They know the place has firepower, not quite the same thing as knowing how to operate it... I think the issue is I agree with you on the Cristos thing but with the way I have it set up if several people within the White Council knew the details and therefore the Black Council knew the details the world would be in deep shit already. They know what it's for and they know it has firepower, they do not know the details of how it works and definitely not the launch codes.

That is as much as I can say without spoilers.
Of course, this isnt canon. You are free to change whatever you choose in the pursuit of your own story.

===
The safeguard on Demonreach is Demonreach itself.

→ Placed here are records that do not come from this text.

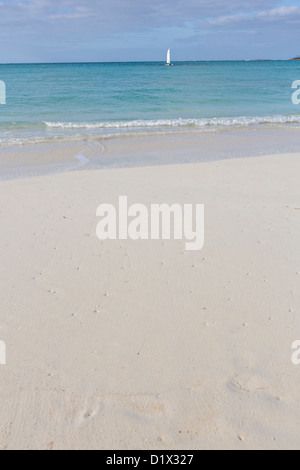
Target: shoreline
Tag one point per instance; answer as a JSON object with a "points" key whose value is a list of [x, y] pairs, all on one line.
{"points": [[17, 162], [125, 344]]}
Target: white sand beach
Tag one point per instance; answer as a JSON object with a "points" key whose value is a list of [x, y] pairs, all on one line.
{"points": [[141, 344]]}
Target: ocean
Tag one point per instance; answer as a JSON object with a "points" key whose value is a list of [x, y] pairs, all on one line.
{"points": [[78, 102]]}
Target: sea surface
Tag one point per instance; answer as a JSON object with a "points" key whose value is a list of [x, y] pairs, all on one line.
{"points": [[99, 101]]}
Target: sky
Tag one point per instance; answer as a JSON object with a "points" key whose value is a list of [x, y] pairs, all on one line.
{"points": [[142, 30]]}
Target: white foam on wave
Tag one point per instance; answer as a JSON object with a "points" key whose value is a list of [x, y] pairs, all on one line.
{"points": [[204, 122]]}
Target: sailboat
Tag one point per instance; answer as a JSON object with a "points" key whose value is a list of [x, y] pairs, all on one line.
{"points": [[169, 57]]}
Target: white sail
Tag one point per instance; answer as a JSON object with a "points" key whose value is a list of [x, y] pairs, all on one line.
{"points": [[169, 57]]}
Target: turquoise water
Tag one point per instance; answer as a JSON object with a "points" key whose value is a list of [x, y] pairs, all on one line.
{"points": [[69, 102]]}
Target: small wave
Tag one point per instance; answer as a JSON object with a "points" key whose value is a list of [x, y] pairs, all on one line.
{"points": [[175, 123]]}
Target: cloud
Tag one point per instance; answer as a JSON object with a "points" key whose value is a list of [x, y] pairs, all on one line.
{"points": [[38, 30], [276, 14]]}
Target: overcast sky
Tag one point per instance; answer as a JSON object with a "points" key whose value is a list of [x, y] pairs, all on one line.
{"points": [[138, 30]]}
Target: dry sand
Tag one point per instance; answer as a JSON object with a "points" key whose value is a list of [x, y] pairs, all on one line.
{"points": [[142, 345]]}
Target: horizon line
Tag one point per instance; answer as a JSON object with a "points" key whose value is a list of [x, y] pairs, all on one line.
{"points": [[148, 61]]}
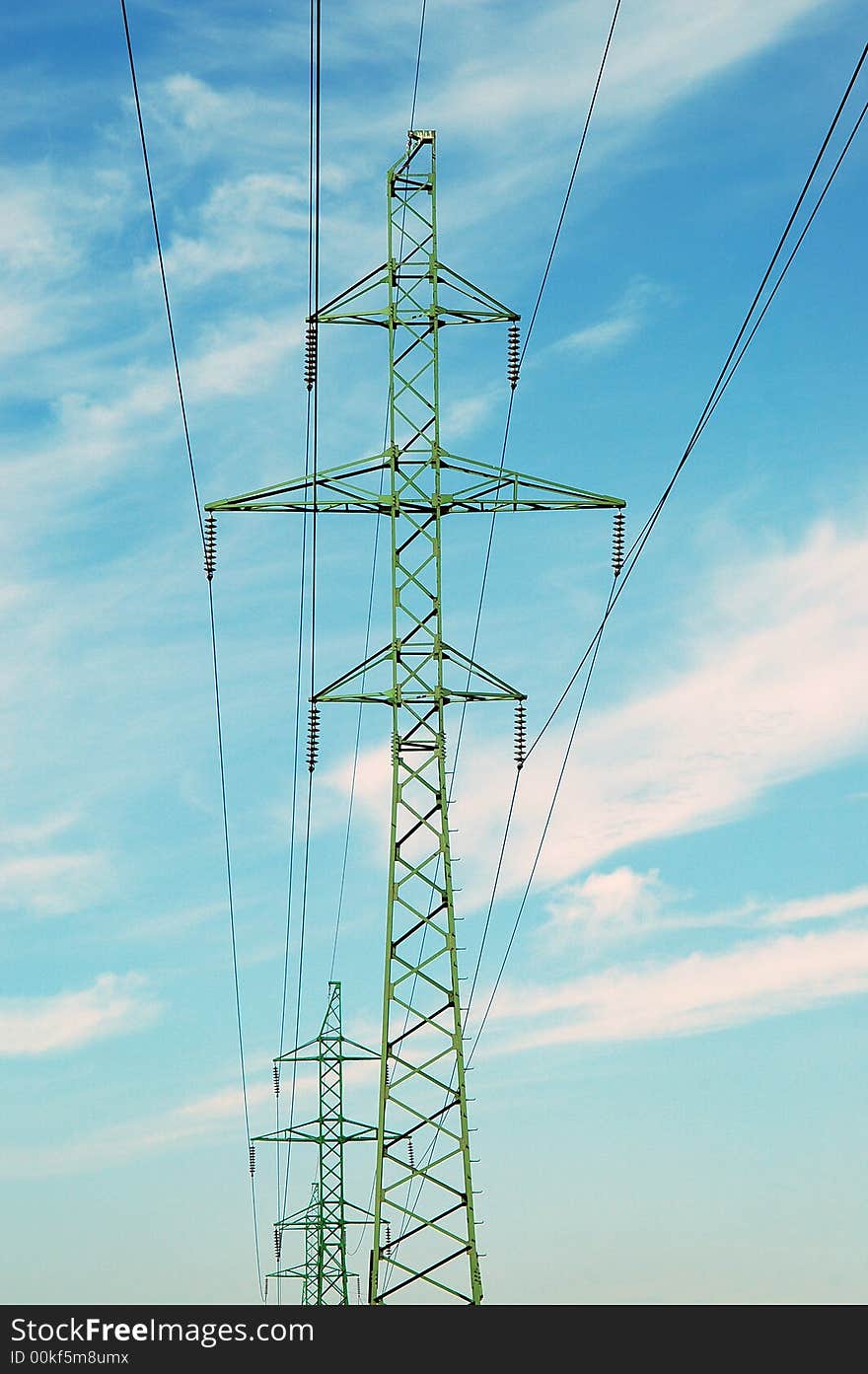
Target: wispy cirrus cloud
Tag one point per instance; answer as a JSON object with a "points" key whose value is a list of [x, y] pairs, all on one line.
{"points": [[623, 321], [112, 1004], [689, 995], [203, 1118], [749, 710]]}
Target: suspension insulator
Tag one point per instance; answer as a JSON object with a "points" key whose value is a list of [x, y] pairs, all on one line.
{"points": [[314, 738], [513, 362], [521, 733], [311, 355], [210, 544], [616, 542]]}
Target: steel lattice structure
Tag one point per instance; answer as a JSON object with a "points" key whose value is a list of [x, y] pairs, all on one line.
{"points": [[424, 1244], [325, 1220]]}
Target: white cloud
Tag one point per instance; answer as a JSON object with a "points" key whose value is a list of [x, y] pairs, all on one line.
{"points": [[206, 1118], [827, 907], [691, 995], [623, 321], [772, 689], [662, 51], [606, 904], [52, 885], [67, 1020]]}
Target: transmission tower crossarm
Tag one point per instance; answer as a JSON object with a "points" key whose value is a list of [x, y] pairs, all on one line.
{"points": [[493, 489], [423, 1182], [472, 682]]}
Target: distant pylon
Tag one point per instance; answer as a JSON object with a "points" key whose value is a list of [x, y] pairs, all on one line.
{"points": [[424, 1244], [328, 1213]]}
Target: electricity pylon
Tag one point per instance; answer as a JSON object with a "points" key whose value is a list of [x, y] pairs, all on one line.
{"points": [[308, 1220], [326, 1217], [424, 1242]]}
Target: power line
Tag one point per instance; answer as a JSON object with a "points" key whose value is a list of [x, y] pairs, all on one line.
{"points": [[503, 458], [533, 318], [725, 375], [213, 629], [377, 528], [727, 371], [311, 464]]}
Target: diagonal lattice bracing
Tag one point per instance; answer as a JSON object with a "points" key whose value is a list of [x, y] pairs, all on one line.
{"points": [[424, 1244]]}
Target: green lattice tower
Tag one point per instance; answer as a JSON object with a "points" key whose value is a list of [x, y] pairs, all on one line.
{"points": [[326, 1226], [424, 1242], [308, 1220]]}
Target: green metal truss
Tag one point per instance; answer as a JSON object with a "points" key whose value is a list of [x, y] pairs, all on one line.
{"points": [[328, 1213], [424, 1242]]}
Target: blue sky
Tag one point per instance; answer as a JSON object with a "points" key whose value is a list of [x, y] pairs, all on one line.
{"points": [[669, 1094]]}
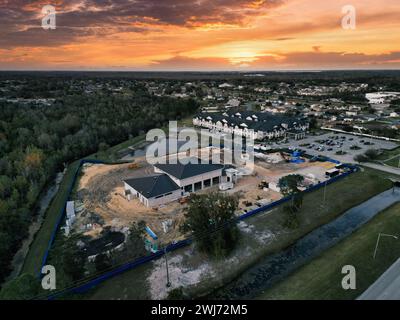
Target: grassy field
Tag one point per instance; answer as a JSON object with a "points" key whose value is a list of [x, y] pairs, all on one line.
{"points": [[390, 157], [347, 190], [321, 279]]}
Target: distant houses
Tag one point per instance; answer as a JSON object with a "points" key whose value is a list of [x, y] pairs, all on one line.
{"points": [[258, 125]]}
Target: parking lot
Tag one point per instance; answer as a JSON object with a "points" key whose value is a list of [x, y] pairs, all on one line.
{"points": [[330, 144]]}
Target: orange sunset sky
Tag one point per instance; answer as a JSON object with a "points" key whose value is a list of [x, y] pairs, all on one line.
{"points": [[199, 35]]}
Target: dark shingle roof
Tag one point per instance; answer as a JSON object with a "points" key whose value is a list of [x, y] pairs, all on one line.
{"points": [[183, 171], [153, 186]]}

The island's genius loci picks the Warden.
And Im assuming that there's something about Demonreach's specific location that led the Merlin to build it here, instead of literally anywhere else on the planet. Its hardly the only island.

I dont think they would have the launch codes; thats an Alfred to Warden affair. And I wont be surprised if there's things that Alfred only tells the Warden on a need to know basis.

But I dont think the Council can operate the way they do without a good measure of knowledge about how the island works.
Even if the Merlin didnt leave notes, one of his successors would have. And a thousand plus years of watching the thing work would allow an organization of magical PhDs to put together most of the picture.

Also, wizards are nosy bastards.
They certainly arent going to be quite so trusting as to simply assume that nothing can go wrong with Supernatural Supermax. Especially since you built it with a failsafe that is described as having continental floor cracking power.

The wizards who lived in North America, for one, would have Opinions about that sort of thing.
So would a lot of non-wizard heavy hitters for that matter.
Which is why I think the Merlin would have left notes, to stop them going digging.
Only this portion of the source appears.